When it comes wedding celebrations, many couples agree: size matters. Fewer people can mean a more personal celebration. There’s more time for the bride and groom to spend with their guests, the group really gets to know one another, and everyone contributes to the event in his or her own way. Intimate celebrations, it seems, have certain advantages.
Keep to a Smaller Budget
You might decide that a four-course dinner for 50 is better than cake and punch for 100. Some couples having fewer than 75 guests have cut their guest lists to the bare minimum in order to maximize their budgets. It becomes a choice between cutting corners in order to have 150 guests or cutting the list in half and having everything just the way you envision the day.
Treat Your Guests Well
A small wedding gives you the chance to really go all out. Guests can possibly stay at a luxurious inn or your rehearsal dinner can be more elaborate and take place in a wine cellar with a wine-pairing for each course. Keeping things small means that the extra details, like providing limousine service, loaded gift baskets and six-course feasts for your guests, are suddenly more accessible. Think boxes of chocolate instead of a single truffle, the best champagne rather than sparkling wines and luxurious arrangements of roses and rare orchids as far as the eye can see.
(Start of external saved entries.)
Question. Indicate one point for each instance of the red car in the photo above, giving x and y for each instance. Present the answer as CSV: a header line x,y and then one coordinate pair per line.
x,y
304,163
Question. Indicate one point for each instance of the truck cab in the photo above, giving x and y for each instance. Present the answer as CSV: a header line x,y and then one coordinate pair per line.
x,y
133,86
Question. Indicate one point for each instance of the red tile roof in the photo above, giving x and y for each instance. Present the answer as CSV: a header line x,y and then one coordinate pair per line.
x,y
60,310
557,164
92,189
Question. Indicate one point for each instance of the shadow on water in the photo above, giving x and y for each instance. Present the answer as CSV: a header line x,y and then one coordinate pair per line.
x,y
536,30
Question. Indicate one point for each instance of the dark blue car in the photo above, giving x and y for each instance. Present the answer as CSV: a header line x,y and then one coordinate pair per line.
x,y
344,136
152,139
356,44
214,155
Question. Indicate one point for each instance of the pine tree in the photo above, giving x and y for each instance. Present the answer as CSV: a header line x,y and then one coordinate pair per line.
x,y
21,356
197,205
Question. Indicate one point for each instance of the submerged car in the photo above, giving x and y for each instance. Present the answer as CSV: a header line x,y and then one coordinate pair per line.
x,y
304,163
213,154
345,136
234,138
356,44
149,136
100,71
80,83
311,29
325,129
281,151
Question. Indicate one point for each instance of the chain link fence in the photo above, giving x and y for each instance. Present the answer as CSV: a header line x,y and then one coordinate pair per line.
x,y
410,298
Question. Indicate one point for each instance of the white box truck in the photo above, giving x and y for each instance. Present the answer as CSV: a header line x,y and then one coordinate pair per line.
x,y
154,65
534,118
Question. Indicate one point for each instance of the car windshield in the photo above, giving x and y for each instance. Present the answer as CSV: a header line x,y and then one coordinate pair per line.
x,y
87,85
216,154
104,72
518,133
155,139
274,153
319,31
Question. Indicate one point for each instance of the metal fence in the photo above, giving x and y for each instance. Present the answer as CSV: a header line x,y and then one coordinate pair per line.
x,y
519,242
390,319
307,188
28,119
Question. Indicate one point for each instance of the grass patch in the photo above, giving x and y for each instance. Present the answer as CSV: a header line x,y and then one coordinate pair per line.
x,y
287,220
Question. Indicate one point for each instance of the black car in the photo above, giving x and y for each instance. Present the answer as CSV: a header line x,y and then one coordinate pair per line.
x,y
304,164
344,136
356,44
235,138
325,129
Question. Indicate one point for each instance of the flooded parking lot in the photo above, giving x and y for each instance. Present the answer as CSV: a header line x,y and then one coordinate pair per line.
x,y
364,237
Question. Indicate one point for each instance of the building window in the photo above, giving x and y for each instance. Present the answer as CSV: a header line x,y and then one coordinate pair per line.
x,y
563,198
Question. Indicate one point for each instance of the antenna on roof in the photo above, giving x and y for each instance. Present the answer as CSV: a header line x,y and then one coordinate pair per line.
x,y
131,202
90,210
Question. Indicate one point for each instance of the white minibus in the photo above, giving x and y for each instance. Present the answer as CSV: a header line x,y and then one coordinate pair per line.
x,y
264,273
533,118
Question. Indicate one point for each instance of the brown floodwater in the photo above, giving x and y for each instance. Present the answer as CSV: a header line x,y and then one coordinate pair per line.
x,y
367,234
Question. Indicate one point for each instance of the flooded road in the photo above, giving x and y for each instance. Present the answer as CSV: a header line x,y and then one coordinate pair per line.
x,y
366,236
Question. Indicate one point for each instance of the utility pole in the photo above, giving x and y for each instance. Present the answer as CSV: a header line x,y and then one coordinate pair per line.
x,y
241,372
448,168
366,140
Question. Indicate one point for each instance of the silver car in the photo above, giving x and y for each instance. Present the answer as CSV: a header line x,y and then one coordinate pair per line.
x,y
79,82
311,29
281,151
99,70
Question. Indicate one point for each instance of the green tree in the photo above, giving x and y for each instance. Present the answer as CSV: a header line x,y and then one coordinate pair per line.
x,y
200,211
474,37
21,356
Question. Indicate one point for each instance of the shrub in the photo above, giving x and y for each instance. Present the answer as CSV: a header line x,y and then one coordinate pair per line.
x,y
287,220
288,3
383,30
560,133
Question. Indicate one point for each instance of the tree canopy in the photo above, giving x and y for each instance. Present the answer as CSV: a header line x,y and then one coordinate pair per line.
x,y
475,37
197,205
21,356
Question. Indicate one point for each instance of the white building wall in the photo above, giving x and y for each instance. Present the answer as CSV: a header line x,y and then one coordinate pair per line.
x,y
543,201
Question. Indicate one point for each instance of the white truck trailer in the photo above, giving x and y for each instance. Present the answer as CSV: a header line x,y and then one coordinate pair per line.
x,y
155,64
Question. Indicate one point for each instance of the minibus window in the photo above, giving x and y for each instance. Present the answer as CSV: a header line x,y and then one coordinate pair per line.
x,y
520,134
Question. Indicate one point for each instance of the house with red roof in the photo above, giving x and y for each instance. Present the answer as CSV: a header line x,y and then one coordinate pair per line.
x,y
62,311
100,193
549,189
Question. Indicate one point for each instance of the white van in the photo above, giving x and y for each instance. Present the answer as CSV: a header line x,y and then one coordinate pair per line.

Pay Attention to the Details
When a couple is planning a small wedding, they may be more inclined not to hire a wedding consultant. But take it from us—smaller is not synonymous with simpler. When the wedding is small, every detail is noticed, so careful attention to detail is called for. There’s no hiding behind the crowd at a small celebration—snafus that might have gone unnoticed with 200 people milling around will be painfully obvious with 50 guests and under.
Make it Entertaining
This might be the best part of having a smaller wedding: With fewer people on the scene, it’s easy to get everyone into the act somehow. Depending on how small the event will be, you can have everyone read a line of a prayer or a special reading at the ceremony, have them stand and encircle you as you exchange your vows, seat them at one big table at the wedding reception, or have everyone attend the rehearsal dinner.
Limit the Guest List
Have you found yourself agonizing over the guest list thinking, who is so and so? Not wanting to deal with a sea of unfamiliar faces on their wedding day, some couples decide to limit their lists, agreeing that a smaller celebration can create a more intimate atmosphere.
Bonus: There are so many creative options for locations when you’re not trying to accommodate hundreds of guests. There are unique restaurants, rustic ranches, cozy cabins, posh private clubs, settings with exquisite views and gardens, natural or fancy.
Now the hard part: Your families may protest when you ask them to cut down portions of their lists to the lean-and-mean few who really matter. And, of course, you and your partner have to be prepared to do the same. This may mean having to explain to friends who expected to be there why they won’t receive an invitation. There’s no easy way to do this, except to be perfectly honest. Tell your friends that you’re keeping the event very small and limiting the list, but be prepared for the occasional hurt feelings.
Party On
This is an option for couples who find themselves guilt-ridden at the thought of cutting guests off their list. If an intimate ceremony is most important, you can create a separate, larger guest list for the reception—just inform your guests of the arrangements. If you want the whole event to be intimate, you might choose to have a large, casual party a month or so after your wedding. Of course, this means paying for another event, but it can be fun to have a bigger crowd gathered in a more relaxed setting—call it a housewarming if you have moved into a new home.
Destination Weddings
Use the small number of your nearest and dearest to your advantage: Take over an inn out in the mountains or rent a group of cottages on the beach. Stretching the festivities out to three or four days of skiing, brunching and relaxing all adds up to a fabulous destination wedding—and a chance to really bond with your guests.